1. Observability is not a fancy synonym for monitoring.

Monitoring gives software teams instrumentation, which collects data about their systems and allows them to quickly respond when errors and issues occur. Observability, on the other hand, is the practice of instrumenting those systems with tools to gather actionable data that provides not only the when of an error or issue, but, more important, the why.

2. Observability must be end-to-end, providing visibility into the entire landscape.

From the experience of the frontend UI to the container resources configured for Kubernetes deployments, you must apply the principles of full-stack observability to your full IT environment.

With full-stack observability, modern software teams are better equipped to:

Deliver high-quality software at speed and scale
Build a sustainable culture of innovation
Optimize investments in cloud and modern tools
See the real-time performance of their digital business

Full-stack observability bridges the gaps between site reliability engineering (SRE) and DevOps teams, developers, and business leaders.

So, how do you establish full-stack observability in your environment? And what results can you expect when you achieve it? Read on to learn about the three core elements of full-stack observability.

Architectures Require a New Approach to Observability

The rate of technological innovation over the past five to 10 years has been mindboggling, and it has had a tremendous impact on software teams.

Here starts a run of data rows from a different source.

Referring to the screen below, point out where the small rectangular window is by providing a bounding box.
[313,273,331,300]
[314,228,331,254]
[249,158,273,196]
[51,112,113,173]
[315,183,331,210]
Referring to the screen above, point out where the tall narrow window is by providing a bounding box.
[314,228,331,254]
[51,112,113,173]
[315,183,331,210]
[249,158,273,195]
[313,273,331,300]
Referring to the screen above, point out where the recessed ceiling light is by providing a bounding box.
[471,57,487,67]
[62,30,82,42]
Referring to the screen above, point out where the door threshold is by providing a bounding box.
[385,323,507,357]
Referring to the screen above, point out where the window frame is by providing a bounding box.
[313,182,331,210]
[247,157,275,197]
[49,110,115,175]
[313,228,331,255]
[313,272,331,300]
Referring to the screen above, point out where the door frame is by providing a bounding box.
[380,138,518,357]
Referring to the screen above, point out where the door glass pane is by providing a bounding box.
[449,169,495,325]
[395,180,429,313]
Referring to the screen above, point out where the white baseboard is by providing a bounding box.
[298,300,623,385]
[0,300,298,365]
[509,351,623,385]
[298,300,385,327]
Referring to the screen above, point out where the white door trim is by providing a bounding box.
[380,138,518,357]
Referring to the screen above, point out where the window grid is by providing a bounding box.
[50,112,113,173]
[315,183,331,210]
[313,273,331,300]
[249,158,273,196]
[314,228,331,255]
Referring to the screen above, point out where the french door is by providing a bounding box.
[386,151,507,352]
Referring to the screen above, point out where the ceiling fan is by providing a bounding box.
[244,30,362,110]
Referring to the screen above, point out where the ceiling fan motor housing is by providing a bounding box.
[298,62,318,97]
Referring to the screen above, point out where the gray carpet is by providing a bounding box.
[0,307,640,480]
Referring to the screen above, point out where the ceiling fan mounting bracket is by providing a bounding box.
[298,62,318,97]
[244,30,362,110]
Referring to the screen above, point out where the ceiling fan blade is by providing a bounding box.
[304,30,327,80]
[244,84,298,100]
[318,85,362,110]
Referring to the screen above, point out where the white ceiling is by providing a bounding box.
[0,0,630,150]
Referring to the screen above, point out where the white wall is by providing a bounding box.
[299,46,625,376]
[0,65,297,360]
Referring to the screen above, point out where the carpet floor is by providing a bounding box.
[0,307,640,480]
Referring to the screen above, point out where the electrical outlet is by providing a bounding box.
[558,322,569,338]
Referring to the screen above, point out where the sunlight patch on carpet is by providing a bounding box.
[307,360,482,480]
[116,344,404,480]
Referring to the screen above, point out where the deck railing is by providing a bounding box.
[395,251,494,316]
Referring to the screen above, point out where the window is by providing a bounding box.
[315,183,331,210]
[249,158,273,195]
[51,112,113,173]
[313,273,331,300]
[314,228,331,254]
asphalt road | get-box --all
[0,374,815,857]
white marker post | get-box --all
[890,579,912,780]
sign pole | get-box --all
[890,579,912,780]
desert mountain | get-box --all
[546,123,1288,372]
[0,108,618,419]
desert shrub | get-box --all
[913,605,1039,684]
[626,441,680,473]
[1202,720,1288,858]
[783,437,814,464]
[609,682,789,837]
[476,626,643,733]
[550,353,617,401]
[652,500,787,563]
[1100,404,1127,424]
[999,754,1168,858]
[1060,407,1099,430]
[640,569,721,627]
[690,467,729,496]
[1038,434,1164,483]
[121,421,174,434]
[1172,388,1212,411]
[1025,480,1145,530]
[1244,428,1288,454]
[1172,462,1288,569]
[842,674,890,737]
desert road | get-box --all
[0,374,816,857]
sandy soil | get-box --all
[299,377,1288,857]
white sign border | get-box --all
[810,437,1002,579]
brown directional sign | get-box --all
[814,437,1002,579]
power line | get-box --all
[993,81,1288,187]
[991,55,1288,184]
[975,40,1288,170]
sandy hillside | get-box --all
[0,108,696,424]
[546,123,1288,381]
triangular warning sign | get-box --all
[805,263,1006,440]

Key trends include:

Pressure to innovate fast

Software teams face enormous pressure to rapidly and frequently ship new features and experiences to market faster than the competition. The cloud has grown the competitive landscape by lowering the barrier to entry, demanding that software teams deliver and adapt faster than ever—often doing so with fewer resources. High performers deploy software between once per hour and once per day, with elite performers deploying on demand multiple times per day.

Higher customer expectations

Customers expect more and tolerate less. Slow, error-prone, or poorly designed user experiences are non-starters with customers. If they can’t do what they came to do, they won’t come back. According to mobile app developer Dot Com Infoway, 62% of people uninstall an app if they experience mobile crashes, freezes, or errors. Elite performers in software delivery performance restore service in the event of an incident or defect that impacts users in less than one hour, compared with low performers who take between one week and one month to restore service.

More technology options

Today, organizations build microservice architectures and distributed systems on any number of cloud providers and compute platforms. These services are easier than ever to adopt and use, and increasingly work together seamlessly. You can pick and choose various systems and services to support everything you need in a modern technology stack while abstracting away the management effort to configure and maintain the stack.

The rise of DevOps and automation

Companies are organizing around autonomous teams responsible for the end-to-end design, delivery, and operation of services they own in production. They sometimes leverage common platforms and tooling that are provided as services by internal platform teams. Automation reduces repetitive, low-value work (toil) and improves reliability. In a cloud native architecture, everything in the stack is controlled by software; the entire surface area can be configured via code. And because all that automation is software, it can fail. Teams need to monitor their continuous integration/continuous delivery (CI/CD) and other automation tooling exactly as they would applications that directly serve their customers. Gathering data about every component within a system is the essence of observability.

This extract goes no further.